I will withhold from uploading until I figure out how to understand shutter speed and so on. While I get what shutter speed is, I don't understand how to control it. Is that I need more light? Or is it a function on the camera? I'll have to read the articles written by others above in the comments x

mrswoolybill Plus
16 3.8k 2595 United Kingdom
12 Sep 2017 3:07PM
There are two important settings to know about. One is aperture priority, where you set the aperture (f number), and the camera automatically calculates shutter speed. The other is shutter speed priority, where you set the shutter speed and the camera automatically calculates the aperture.

Either way you need to either set the ISO (light sensitivity) or put it on automatic.

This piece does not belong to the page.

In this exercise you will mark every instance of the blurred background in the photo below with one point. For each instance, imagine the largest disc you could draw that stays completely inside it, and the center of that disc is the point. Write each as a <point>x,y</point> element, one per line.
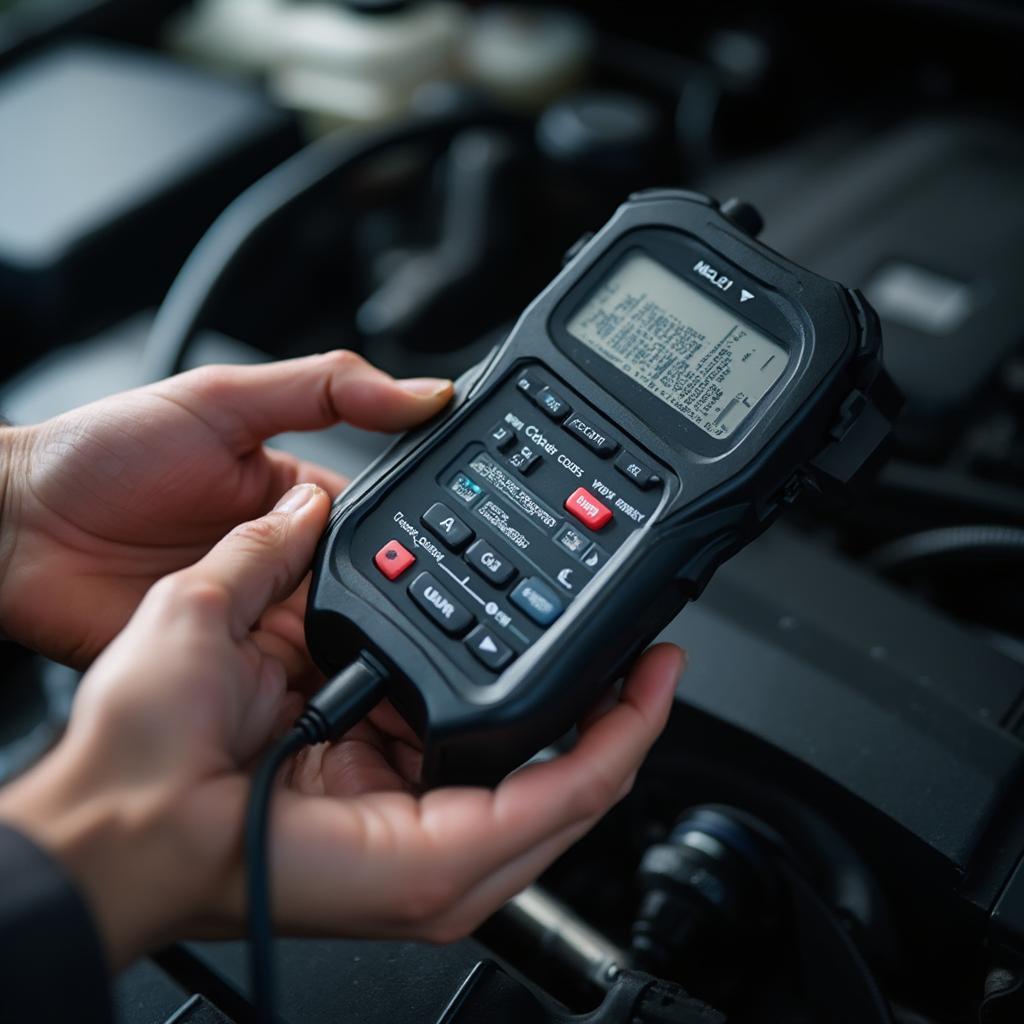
<point>241,180</point>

I would strongly recommend the former, it will help you to learn about exposure.

I'm not a Canon user, I'm a Nikon gal. but the EOS 1100D manual is here , and you need to look at page 16.
dark_lord Plus
19 3.0k 836 England
12 Sep 2017 8:56PM
It's an attractive image.

It is worth getting to understand what the various settings do.

The front of the dog is dark, and the camera has been influenced by the bright areas of water in the background. This is where you need to use a little positive exposure compensation but it's all about recognising the situation first.

Having said that, it's not that dark and easily adjusted in software as Moira's mod shows.

you were on the right track yourself, comparing with the oroginal so I think sometimes it's a question of 'how far should I go?' You can always push it furhter and if it looks wrong pull back a bit on the sliders. Ctrl + Z is also your friend.
pamelajean Plus
17 1.8k 2285 United Kingdom
13 Sep 2017 4:31PM
We will still be here.
Learning slowly is a good idea, one step at a time.
You'll soon be eager to try out your newly acquired knowledge. And that's the key.....practice.
Awaiting your future "controlled" images.